According to a consent decree [PDF] filed by the FCC, the Commission received a complaint from a hotspot provider in 2014 that a company called Smart City Holdings — which operates large hotel and convention center telecom, broadband, and WiFi networks — was jamming the connections of certain people who used hotspots instead of paying to connect to their WiFi.
The FCC investigated and Smart City acknowledged that several of its venues — including convention centers in Cincinnati, Indianapolis, Orlando, and Phoenix — would identify hotspots that had comparable signal strengths to the Smart City networks, and then automatically transmit “deauthentication frames,” which inhibit the hotspot user from maintaining a connection between their hotspot and their other devices, to prevent them from working properly.
The FCC says that there is no evidence that Smart City was jamming these signals in response to any threats to its networks or users. The goal of the blocking, alleges the FCC’s Enforcement Bureau, was to drive exhibitors and visitors to these convention centers to pay a fee to access the Smart City networks.
Smart City did, after being told about the FCC investigation, tell its network managers to stop the deauthentication. But the company still must pay a $750,000 civil penalty.
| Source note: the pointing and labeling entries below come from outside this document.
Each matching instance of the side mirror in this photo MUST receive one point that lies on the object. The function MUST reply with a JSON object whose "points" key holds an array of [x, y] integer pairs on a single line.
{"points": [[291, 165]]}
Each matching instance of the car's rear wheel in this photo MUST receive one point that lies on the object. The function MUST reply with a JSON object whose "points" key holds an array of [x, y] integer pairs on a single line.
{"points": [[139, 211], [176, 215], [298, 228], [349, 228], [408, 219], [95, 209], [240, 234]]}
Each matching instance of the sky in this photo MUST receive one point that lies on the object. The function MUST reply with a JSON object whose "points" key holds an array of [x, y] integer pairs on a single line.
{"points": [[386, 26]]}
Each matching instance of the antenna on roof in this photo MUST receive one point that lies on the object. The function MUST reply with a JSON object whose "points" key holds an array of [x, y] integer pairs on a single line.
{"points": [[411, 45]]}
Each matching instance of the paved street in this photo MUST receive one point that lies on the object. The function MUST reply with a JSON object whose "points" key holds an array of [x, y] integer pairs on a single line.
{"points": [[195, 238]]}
“It is unacceptable for any company to charge consumers exorbitant fees to access the Internet while at the same time blocking them from using their own personal Wi-Fi hotspots to access the Internet,” said Travis LeBlanc, Chief of the FCC’s Enforcement Bureau. “All companies who seek to use technologies that block FCC-approved Wi-Fi connections are on notice that such practices are patently unlawful.”
The Smart City settlement is larger than last year’s deal with Marriott over similar allegations. In that case, the hotel mega-chain agreed to pay a $600,000 penalty after the FCC learned it had been blocking independent hotspot signals at its Gaylord Opryland Hotel and Convention Center in Nashville.